Speaking at an event at Leeds Trinity University, he said: “We really had no choice. I think Bake Off would have died if we hadn’t moved.

“Unfortunately broadcasters bully independent producers and the BBC is the biggest bully of all and I don’t think that is healthy for the industry. I felt bullied.

“There is an arrogance that the BBC has that is not good for the industry.”

He added that the company’s relationship with the BBC soured three years before it left the corporation, after it accused it of copying the format for some of its other in house shows, notably the short-lived hairdressing contest show Hair on BBC3, and The Big Painting Challenge.

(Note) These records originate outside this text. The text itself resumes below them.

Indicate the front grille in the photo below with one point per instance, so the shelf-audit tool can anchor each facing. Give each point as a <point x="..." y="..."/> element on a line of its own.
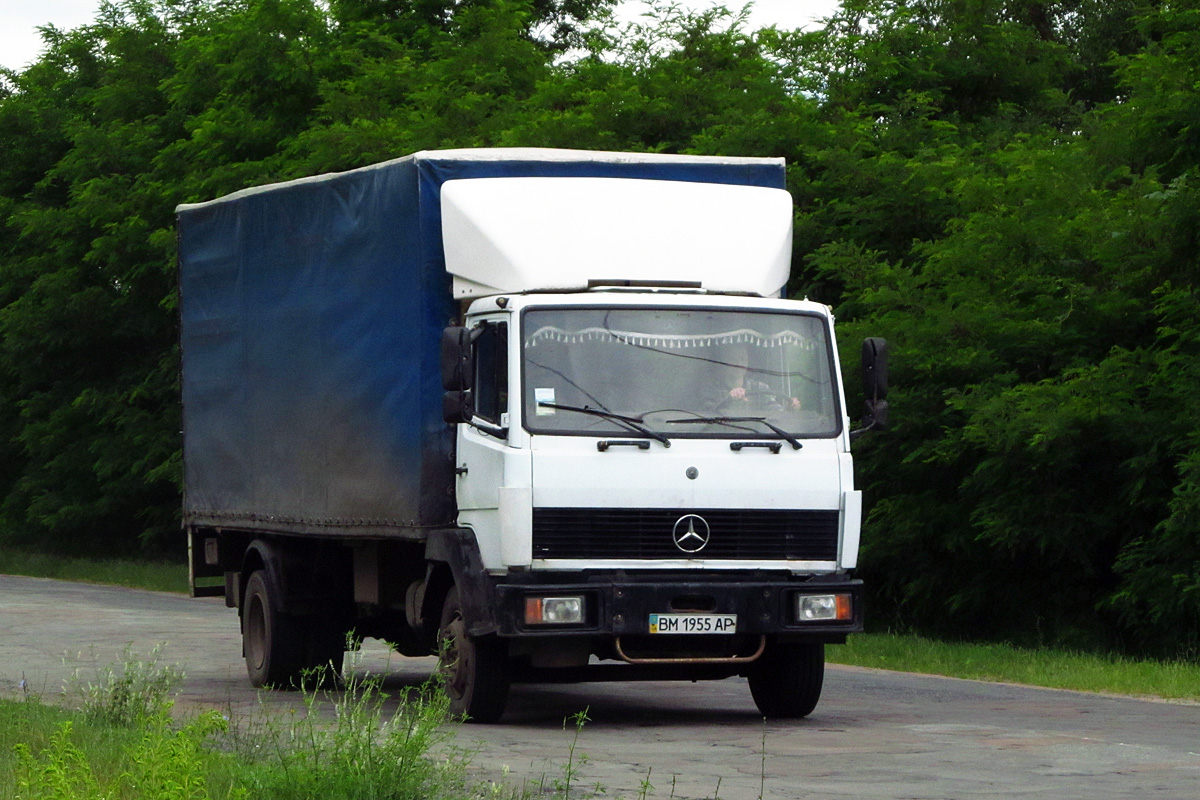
<point x="647" y="534"/>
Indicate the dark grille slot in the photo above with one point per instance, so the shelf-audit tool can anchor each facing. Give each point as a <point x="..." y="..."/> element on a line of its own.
<point x="647" y="534"/>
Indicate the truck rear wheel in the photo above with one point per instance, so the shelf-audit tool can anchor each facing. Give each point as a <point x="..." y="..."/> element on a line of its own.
<point x="786" y="681"/>
<point x="474" y="669"/>
<point x="270" y="638"/>
<point x="282" y="650"/>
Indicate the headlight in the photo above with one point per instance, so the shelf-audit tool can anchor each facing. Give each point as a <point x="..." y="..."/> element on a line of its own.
<point x="553" y="611"/>
<point x="813" y="608"/>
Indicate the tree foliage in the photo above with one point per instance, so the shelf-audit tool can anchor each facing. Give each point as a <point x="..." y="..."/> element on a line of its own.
<point x="1008" y="191"/>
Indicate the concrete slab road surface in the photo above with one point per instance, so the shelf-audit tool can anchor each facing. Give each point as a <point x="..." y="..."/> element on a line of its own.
<point x="876" y="734"/>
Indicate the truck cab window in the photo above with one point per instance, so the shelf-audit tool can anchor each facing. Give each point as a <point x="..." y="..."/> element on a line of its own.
<point x="492" y="372"/>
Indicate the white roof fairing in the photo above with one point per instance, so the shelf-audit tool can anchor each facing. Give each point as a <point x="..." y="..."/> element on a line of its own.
<point x="521" y="234"/>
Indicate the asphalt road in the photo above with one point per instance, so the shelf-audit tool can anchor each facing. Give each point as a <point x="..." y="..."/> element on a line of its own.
<point x="875" y="735"/>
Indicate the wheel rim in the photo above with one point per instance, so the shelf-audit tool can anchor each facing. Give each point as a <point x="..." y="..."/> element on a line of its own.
<point x="456" y="659"/>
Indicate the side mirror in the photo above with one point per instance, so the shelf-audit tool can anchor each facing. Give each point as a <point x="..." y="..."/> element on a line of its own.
<point x="456" y="366"/>
<point x="875" y="386"/>
<point x="875" y="370"/>
<point x="457" y="407"/>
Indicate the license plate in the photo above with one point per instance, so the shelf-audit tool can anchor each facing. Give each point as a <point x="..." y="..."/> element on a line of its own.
<point x="694" y="623"/>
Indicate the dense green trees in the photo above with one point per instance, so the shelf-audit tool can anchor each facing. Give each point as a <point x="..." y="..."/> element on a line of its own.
<point x="1007" y="191"/>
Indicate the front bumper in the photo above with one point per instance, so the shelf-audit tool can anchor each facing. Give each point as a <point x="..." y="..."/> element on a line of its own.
<point x="617" y="606"/>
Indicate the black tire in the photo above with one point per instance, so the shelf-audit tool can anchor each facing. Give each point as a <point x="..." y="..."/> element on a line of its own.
<point x="271" y="641"/>
<point x="786" y="681"/>
<point x="474" y="669"/>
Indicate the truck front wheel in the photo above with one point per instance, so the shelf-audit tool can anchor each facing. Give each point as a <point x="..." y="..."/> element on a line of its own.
<point x="786" y="681"/>
<point x="474" y="669"/>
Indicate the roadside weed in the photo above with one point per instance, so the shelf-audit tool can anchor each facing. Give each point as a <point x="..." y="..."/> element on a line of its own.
<point x="139" y="691"/>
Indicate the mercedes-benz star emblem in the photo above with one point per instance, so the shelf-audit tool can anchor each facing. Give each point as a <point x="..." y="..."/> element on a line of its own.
<point x="690" y="533"/>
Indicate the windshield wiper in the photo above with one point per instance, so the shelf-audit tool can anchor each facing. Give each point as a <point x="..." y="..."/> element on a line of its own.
<point x="726" y="420"/>
<point x="631" y="422"/>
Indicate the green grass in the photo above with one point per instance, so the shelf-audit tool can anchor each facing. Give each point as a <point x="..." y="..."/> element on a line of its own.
<point x="159" y="576"/>
<point x="1041" y="667"/>
<point x="117" y="739"/>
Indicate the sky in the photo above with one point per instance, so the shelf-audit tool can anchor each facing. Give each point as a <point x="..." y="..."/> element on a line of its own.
<point x="21" y="42"/>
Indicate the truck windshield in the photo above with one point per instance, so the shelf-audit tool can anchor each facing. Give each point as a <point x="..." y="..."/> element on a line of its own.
<point x="679" y="372"/>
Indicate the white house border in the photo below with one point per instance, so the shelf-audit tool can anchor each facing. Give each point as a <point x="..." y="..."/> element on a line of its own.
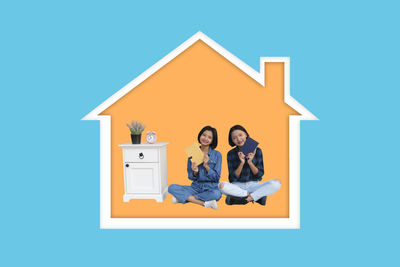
<point x="106" y="221"/>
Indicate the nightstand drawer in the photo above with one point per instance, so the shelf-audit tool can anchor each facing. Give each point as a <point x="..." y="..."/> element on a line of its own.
<point x="140" y="155"/>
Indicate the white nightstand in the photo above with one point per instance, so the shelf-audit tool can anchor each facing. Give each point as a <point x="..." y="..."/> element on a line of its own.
<point x="145" y="171"/>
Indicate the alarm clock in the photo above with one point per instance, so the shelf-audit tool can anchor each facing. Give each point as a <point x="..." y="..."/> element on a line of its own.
<point x="151" y="137"/>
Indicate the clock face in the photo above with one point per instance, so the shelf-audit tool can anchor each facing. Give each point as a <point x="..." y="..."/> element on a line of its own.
<point x="151" y="137"/>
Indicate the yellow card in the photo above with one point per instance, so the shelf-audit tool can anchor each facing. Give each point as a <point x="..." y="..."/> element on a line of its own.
<point x="194" y="152"/>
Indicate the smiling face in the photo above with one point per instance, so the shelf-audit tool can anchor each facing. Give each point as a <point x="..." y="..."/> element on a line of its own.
<point x="206" y="138"/>
<point x="238" y="137"/>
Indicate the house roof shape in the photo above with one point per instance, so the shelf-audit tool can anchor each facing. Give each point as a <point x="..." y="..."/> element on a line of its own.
<point x="257" y="76"/>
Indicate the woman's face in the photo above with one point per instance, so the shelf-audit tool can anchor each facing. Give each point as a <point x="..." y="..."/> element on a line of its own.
<point x="238" y="137"/>
<point x="206" y="138"/>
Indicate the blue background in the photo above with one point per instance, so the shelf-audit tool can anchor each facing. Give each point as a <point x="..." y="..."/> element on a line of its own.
<point x="59" y="60"/>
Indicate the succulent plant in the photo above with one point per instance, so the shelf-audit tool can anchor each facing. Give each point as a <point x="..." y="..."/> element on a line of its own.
<point x="136" y="127"/>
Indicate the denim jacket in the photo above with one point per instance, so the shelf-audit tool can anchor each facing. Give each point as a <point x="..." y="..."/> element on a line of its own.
<point x="207" y="180"/>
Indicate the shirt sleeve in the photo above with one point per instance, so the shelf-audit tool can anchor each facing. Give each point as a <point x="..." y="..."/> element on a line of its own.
<point x="214" y="173"/>
<point x="231" y="167"/>
<point x="259" y="164"/>
<point x="190" y="171"/>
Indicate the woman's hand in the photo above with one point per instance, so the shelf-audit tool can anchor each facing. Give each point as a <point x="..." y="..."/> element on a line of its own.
<point x="206" y="159"/>
<point x="242" y="157"/>
<point x="250" y="157"/>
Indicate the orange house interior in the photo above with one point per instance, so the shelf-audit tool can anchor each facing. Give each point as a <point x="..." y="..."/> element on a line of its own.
<point x="197" y="88"/>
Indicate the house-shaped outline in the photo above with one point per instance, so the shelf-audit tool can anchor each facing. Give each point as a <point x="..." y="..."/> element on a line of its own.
<point x="293" y="221"/>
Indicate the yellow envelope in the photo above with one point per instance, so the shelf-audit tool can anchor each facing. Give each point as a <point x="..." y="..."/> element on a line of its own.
<point x="193" y="151"/>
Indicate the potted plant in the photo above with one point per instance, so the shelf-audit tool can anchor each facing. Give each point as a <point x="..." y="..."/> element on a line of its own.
<point x="136" y="129"/>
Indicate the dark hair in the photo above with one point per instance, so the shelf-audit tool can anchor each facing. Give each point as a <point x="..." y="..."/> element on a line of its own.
<point x="214" y="142"/>
<point x="236" y="127"/>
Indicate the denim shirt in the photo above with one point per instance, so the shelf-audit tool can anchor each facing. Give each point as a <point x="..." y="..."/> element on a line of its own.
<point x="207" y="180"/>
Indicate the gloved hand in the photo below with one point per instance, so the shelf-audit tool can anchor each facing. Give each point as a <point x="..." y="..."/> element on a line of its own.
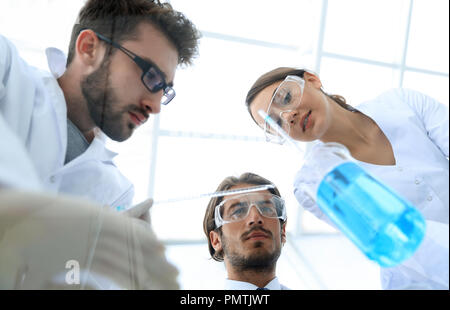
<point x="40" y="234"/>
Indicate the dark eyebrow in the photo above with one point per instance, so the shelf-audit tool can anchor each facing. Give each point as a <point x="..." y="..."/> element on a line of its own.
<point x="274" y="92"/>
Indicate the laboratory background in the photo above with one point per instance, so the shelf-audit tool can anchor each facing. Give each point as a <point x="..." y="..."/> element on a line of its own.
<point x="359" y="48"/>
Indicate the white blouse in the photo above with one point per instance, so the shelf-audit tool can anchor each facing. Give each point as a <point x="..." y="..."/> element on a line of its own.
<point x="417" y="127"/>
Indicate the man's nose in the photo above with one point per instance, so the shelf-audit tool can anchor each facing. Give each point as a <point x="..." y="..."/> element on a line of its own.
<point x="254" y="216"/>
<point x="151" y="104"/>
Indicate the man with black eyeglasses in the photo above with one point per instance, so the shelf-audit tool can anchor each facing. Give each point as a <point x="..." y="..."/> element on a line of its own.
<point x="120" y="68"/>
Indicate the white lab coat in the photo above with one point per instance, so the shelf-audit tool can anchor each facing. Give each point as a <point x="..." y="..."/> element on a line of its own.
<point x="417" y="127"/>
<point x="33" y="136"/>
<point x="240" y="285"/>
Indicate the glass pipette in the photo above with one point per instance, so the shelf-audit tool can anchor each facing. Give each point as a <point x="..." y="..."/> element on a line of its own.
<point x="219" y="193"/>
<point x="142" y="205"/>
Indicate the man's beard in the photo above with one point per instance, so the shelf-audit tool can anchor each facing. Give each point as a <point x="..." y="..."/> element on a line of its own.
<point x="101" y="99"/>
<point x="258" y="262"/>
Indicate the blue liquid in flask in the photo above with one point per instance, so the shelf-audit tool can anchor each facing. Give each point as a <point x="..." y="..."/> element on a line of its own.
<point x="385" y="227"/>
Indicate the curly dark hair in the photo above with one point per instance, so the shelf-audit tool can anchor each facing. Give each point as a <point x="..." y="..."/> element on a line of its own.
<point x="119" y="19"/>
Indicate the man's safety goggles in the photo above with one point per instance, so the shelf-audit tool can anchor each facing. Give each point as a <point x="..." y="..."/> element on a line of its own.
<point x="237" y="208"/>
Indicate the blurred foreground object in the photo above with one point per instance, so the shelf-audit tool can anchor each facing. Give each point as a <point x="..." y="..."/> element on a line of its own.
<point x="59" y="242"/>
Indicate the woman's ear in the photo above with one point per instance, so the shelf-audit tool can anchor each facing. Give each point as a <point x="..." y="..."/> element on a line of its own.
<point x="313" y="79"/>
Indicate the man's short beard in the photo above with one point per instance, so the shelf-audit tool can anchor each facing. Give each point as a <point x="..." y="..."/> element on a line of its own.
<point x="258" y="262"/>
<point x="100" y="99"/>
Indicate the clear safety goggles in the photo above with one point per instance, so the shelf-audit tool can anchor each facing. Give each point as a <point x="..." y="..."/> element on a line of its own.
<point x="237" y="208"/>
<point x="285" y="99"/>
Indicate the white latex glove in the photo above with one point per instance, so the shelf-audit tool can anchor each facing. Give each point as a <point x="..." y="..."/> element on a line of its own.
<point x="40" y="234"/>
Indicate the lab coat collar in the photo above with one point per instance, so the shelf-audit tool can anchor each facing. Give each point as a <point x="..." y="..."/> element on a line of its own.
<point x="97" y="150"/>
<point x="240" y="285"/>
<point x="57" y="61"/>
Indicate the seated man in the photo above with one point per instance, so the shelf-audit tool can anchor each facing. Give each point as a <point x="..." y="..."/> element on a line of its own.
<point x="247" y="232"/>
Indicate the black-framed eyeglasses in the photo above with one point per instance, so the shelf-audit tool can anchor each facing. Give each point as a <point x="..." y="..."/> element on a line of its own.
<point x="152" y="77"/>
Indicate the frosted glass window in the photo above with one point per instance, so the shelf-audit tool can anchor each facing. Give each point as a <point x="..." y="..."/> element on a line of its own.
<point x="432" y="85"/>
<point x="284" y="22"/>
<point x="211" y="95"/>
<point x="371" y="29"/>
<point x="356" y="82"/>
<point x="428" y="40"/>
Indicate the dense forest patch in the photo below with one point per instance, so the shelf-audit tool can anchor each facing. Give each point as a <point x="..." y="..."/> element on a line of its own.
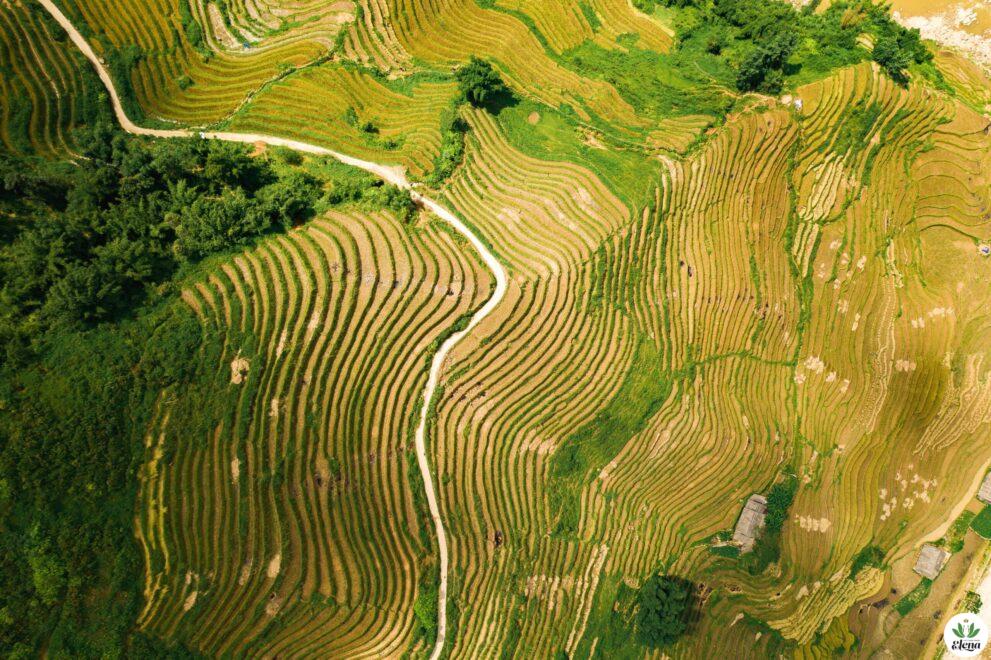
<point x="92" y="333"/>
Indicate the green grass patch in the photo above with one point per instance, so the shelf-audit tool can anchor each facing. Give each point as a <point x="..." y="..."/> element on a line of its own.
<point x="953" y="541"/>
<point x="656" y="85"/>
<point x="556" y="137"/>
<point x="645" y="387"/>
<point x="911" y="600"/>
<point x="870" y="555"/>
<point x="730" y="551"/>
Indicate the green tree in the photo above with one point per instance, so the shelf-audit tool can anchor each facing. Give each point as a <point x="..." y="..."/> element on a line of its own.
<point x="479" y="83"/>
<point x="892" y="58"/>
<point x="665" y="603"/>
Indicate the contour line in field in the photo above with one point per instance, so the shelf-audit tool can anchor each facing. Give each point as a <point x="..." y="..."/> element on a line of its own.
<point x="397" y="177"/>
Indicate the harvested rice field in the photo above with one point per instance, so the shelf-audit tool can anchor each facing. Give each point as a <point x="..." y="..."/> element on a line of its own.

The row, and a resulting court case, were said to have caused a ‘catastrophic breakdown’ in negotiations over the Bake Off’s future on the BBC.

Paul Hollywood, Mel Giedroyc, Mary Berry and Sue Perkins (Credit: Ian West/PA)

“I say we simply did it to protect the format. We took it to the one place which would protect the format, Channel 4, which is another public service broadcaster,” McKerrow added.

“It kept it free to air and I trusted them and knew they would look after it.”

He added that the company’s relationship with Channel 4 is ‘fantastic’.

While the BBC has declined to comment on the remarks, a BBC source told MailOnline that it was ‘nonsense’ that a deal could not be done, adding: “We made a very strong offer, everyone understands why the production company made the choice they made.”

While fans of the show have taken to new hosts Sandi Toksvig and Noel Fielding, as well as new judge Prue Leith, it has suffered a significant drop off in viewers.

This year’s final was watched by around 7.5 million people, while 14 million tuned in to the 2016 final on the BBC.